The mania of optimism stifled much of the opposition to nuclear power and a sizeable export trade in stations has been built up over the years. Plants have been sold to such countries as Mexico, South Africa, South Korea, Taiwan and India (which is a world leader in nuclear pollution – one of the reactors there has exposed over 300 of its workers to levels above the international safety limits). Much of the world reaction to Chernobyl was concerned with the stability of the export trade before human interests. There was pressure from the British industry on the Italian not to close the Magnox plant at Latina, just south of Rome, for fear that this would encourage the campaign to close Magnox reactors in Britain.

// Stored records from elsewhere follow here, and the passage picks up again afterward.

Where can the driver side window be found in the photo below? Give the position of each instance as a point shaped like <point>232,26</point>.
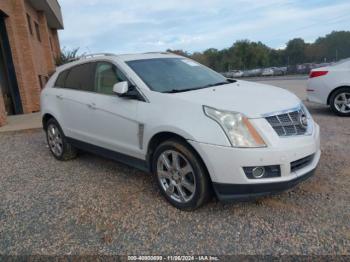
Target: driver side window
<point>106,76</point>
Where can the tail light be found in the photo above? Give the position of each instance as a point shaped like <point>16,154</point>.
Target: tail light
<point>317,73</point>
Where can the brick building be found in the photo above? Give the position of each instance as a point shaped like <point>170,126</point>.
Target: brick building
<point>29,45</point>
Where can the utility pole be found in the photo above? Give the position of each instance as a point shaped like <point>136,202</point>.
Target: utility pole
<point>336,54</point>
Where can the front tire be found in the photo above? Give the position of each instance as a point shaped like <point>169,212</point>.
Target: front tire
<point>181,175</point>
<point>57,142</point>
<point>340,101</point>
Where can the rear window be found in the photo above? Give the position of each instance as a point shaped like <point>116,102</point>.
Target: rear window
<point>81,77</point>
<point>61,79</point>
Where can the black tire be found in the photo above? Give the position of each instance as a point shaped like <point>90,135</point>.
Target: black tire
<point>201,180</point>
<point>333,98</point>
<point>67,151</point>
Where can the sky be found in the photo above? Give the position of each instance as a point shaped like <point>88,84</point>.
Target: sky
<point>129,26</point>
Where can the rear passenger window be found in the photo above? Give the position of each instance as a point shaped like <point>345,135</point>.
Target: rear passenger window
<point>81,77</point>
<point>61,79</point>
<point>107,75</point>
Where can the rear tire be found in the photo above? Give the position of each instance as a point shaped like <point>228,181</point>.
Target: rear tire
<point>57,142</point>
<point>181,175</point>
<point>340,101</point>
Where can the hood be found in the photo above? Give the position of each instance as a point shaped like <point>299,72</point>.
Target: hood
<point>251,99</point>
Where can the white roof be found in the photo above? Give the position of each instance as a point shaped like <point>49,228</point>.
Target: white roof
<point>122,57</point>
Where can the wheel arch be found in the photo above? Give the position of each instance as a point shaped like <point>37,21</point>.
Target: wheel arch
<point>160,137</point>
<point>335,90</point>
<point>45,119</point>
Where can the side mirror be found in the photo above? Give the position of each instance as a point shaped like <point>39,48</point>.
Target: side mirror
<point>121,88</point>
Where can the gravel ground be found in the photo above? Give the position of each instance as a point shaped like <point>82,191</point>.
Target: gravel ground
<point>95,206</point>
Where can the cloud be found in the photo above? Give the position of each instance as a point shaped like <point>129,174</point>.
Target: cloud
<point>194,25</point>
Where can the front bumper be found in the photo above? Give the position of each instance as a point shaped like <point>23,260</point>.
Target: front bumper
<point>231,192</point>
<point>225,164</point>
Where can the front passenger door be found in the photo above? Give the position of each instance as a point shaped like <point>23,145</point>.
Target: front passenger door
<point>115,119</point>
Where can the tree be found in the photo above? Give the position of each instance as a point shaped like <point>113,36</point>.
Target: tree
<point>295,51</point>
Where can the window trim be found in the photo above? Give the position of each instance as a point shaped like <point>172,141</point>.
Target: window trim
<point>30,26</point>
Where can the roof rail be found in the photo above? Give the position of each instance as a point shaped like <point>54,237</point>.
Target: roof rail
<point>96,54</point>
<point>162,53</point>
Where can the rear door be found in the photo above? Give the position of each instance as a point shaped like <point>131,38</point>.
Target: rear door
<point>76,102</point>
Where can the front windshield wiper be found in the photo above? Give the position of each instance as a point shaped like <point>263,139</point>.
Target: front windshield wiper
<point>229,81</point>
<point>179,90</point>
<point>217,84</point>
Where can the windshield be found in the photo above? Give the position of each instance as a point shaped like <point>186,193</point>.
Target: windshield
<point>171,75</point>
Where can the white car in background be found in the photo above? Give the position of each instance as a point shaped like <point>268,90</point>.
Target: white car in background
<point>331,86</point>
<point>236,73</point>
<point>267,72</point>
<point>195,130</point>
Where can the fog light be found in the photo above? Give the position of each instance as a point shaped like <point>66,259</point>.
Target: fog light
<point>258,172</point>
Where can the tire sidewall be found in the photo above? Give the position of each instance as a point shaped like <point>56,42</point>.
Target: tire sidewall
<point>332,101</point>
<point>64,143</point>
<point>200,174</point>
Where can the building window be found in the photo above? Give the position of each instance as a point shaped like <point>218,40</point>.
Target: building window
<point>37,29</point>
<point>30,24</point>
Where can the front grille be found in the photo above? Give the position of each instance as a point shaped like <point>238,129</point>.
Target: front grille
<point>288,124</point>
<point>301,163</point>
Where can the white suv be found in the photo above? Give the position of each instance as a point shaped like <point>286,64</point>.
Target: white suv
<point>331,86</point>
<point>195,130</point>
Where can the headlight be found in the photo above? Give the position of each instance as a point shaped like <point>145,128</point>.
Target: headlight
<point>237,128</point>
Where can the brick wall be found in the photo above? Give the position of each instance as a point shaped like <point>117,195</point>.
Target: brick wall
<point>32,58</point>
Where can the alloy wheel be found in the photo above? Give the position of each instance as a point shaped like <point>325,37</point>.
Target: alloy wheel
<point>342,102</point>
<point>176,176</point>
<point>55,140</point>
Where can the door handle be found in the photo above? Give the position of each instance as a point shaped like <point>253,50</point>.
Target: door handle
<point>92,106</point>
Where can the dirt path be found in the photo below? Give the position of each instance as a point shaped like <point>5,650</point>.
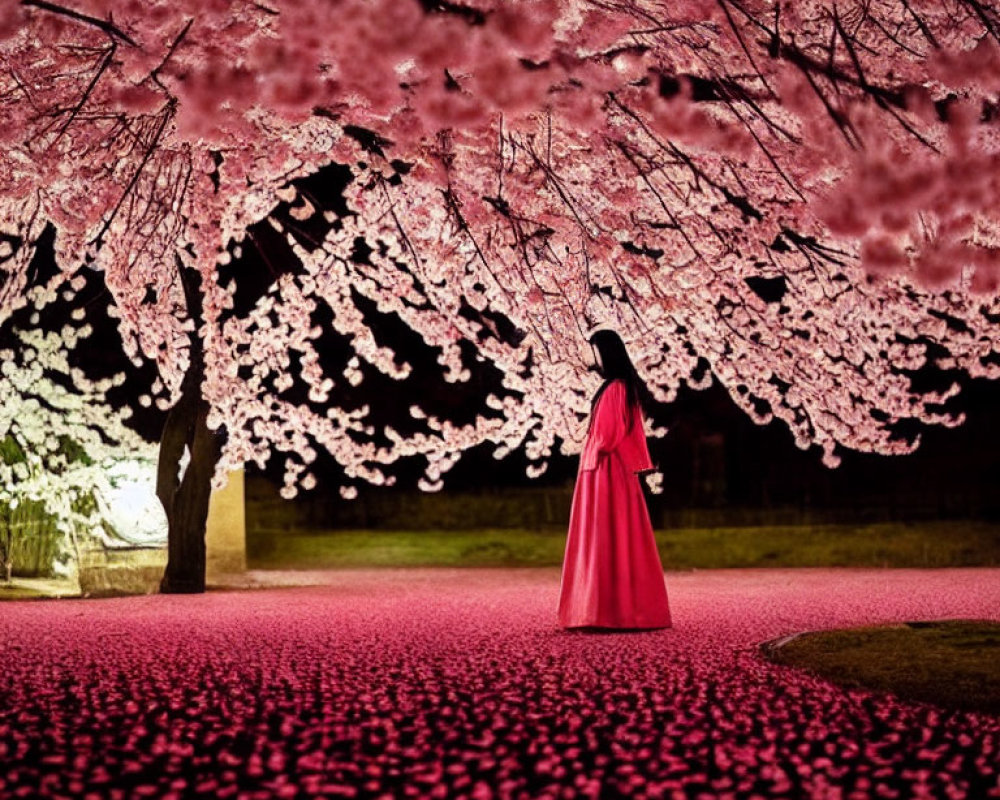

The French government deliberately tried to conceal the news of Chernobyl, as they have suppressed news about incidents in their own nuclear plants, to protect the industry A similar disregard for human safety caused the EEC to exclude East Germany from its ban on the import of foodstuffs from the countries affected by the Chernobyl fall-out; West Germany was concerned about the effect of such a ban on their trade with their supposedly ideological rival.

In the light of all this, it is hardly appropriate to describe Chernobyl as an accident, any more than it would be an accident if a car with no brakes and with defective steering came to grief on a journey down a steep, winding mountain road. Capitalism applies nuclear energy, as it does everything, with the motive of production for sale and profit. The drive for profit can reach the proportions of an all demanding. all-consuming, all-distorting hysteria, to the point at which the decision-makers begin to lose touch with even capitalist realities and become energised by their own ballyhoo. In this situation, human interests have a very low priority and when the inevitable disaster happens there is a ready supply of cynicism and deception as unguent for our fears.

Whatever criticisms we may have of this book, it is not composed as an unguent. Within its limited scope — its acceptance of the capitalist basis of profitability — it makes a strong case against nuclear power plants. Its conclusion — that the days of the nuclear industry are numbered — may be correct but if so it will not be because of any human factors but because yet another bubble of capitalist deception has burst.